Acho que é o pallens. Um cogumelo excelente que insiste em aparecer várias vezes por ano nos sobreiros e castanheiros e medronheiros. Adora esta zona e eu adoro-os. Nham nham.

Os cogumelos são seres muito intrigantes com os quais temos muito a aprender.

São nós.

Supostamente são o apogeu do florescimento — o cogumelo é um fungo florescido.

Alguns chamam-lhes fungos perfeitos.

Só há fungos perfeitos porque há imperfeitos.

Trabalhei com fungos imperfeitos muitos anos.

Chamam-lhes bolores.

Dizem que não se reproduzem sexualmente. Aos poucos vêem é que não sabem nada da reprodução de fungos. Dizem que os bolores são assexuais, porque fazem uns esporos muito giros sem sexo, sendo que o conceito de sexo dos mamíferos é consideravelmente mais exclusivo e aborrecido do que o dos fungos.

Os esporos que resultam de sexo são outros.

Mas nada disto importa.

O que importa é que os fungos só fazem sexo quando estão stressados.

O que interpretamos como florescimento é na verdade uma manifestação de stress.

Por isso é que no laboratório não conseguimos nada.

Não os stressamos em condições.

Damos-lhe paparoca e eles crescem.
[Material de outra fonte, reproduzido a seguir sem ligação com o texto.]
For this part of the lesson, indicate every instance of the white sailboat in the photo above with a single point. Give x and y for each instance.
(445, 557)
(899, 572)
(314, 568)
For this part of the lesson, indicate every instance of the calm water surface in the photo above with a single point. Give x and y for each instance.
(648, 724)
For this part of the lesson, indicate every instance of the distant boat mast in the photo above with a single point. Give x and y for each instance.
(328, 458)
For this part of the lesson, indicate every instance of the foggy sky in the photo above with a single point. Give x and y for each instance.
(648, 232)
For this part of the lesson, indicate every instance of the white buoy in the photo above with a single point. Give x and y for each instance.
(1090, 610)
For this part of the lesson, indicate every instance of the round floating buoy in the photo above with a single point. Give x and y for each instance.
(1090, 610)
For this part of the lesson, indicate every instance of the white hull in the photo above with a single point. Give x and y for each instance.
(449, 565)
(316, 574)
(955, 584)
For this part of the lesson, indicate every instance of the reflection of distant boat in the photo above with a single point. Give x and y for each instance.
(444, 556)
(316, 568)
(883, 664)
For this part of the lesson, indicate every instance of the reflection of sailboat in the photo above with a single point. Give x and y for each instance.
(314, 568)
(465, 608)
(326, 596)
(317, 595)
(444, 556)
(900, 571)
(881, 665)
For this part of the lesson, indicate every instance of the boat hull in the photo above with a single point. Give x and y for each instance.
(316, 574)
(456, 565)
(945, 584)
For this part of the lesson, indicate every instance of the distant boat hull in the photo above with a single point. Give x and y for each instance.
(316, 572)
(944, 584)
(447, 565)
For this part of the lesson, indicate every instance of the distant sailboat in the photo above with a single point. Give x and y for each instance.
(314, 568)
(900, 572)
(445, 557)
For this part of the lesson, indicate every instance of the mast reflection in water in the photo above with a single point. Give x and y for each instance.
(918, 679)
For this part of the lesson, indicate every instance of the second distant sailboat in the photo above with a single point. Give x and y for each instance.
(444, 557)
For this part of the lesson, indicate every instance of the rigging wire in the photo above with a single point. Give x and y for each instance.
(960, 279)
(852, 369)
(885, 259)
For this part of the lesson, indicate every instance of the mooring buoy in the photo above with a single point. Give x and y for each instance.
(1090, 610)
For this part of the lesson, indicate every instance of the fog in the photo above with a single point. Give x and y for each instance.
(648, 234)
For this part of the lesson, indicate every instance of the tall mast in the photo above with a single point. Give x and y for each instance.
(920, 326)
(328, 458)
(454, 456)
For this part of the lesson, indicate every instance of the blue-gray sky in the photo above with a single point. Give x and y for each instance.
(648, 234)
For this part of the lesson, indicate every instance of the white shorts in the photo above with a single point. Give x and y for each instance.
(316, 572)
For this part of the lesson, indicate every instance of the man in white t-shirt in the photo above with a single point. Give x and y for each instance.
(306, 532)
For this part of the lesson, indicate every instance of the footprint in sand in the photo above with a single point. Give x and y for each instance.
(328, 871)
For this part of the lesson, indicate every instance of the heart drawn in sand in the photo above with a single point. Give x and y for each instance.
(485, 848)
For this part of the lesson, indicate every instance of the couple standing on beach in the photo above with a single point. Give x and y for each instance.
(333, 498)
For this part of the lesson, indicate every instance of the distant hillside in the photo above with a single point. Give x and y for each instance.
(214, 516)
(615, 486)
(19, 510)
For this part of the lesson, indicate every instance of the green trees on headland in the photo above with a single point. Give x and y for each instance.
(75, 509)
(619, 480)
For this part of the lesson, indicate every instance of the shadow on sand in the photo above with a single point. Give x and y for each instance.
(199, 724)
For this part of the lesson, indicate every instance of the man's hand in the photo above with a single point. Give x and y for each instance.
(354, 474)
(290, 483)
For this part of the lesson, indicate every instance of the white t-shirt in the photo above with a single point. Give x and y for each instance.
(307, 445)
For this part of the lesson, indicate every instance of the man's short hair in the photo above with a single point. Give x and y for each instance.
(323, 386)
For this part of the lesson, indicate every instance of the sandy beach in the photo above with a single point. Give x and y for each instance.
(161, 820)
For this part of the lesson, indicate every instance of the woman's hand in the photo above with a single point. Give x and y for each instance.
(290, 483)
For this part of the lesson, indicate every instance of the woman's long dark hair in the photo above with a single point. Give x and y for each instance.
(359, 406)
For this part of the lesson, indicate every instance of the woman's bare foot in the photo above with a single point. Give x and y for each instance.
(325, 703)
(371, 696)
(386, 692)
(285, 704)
E é tudo.

E quando crescem muito, se podem, produzem toxinas, “para” eliminar a concorrência.

Resumo: no laboratório só temos cogumelos gordos.

Na dita “natureza”, temos cogumelos stressados.

E o que diz isto sobre o nosso florescimento?

Absolutamente nada.

Dá-me prazer comer a natureza stressada.

Dá-me prazer encontrar ninhos de Cantharellus como ninhos de ovos escondidos na floresta.

Ninhos a que volto recorrentemente para encher o vestido como aquela que encheu o avental com pão-rosas.

Duas vezes por ano e às vezes mais.

Os melhores cogumelos do mundo.

A florescer sem ninguém para ver.

Que sorte que estou cá eu, de público.

Que sorte que estou cá eu, não para comer e narrar, mas para assistir a este show, para ser público destas narrativas que eles contam.

Que sorte que estou cá eu, para escutar as narrativas com a minha boca e o meu estômago.

Que sorte que estou cá eu, não para compor, mas para decompor.

É assim que ficamos mesmo juntinhos, eu e eles.

Mais íntimo que isto, só nos meus pés.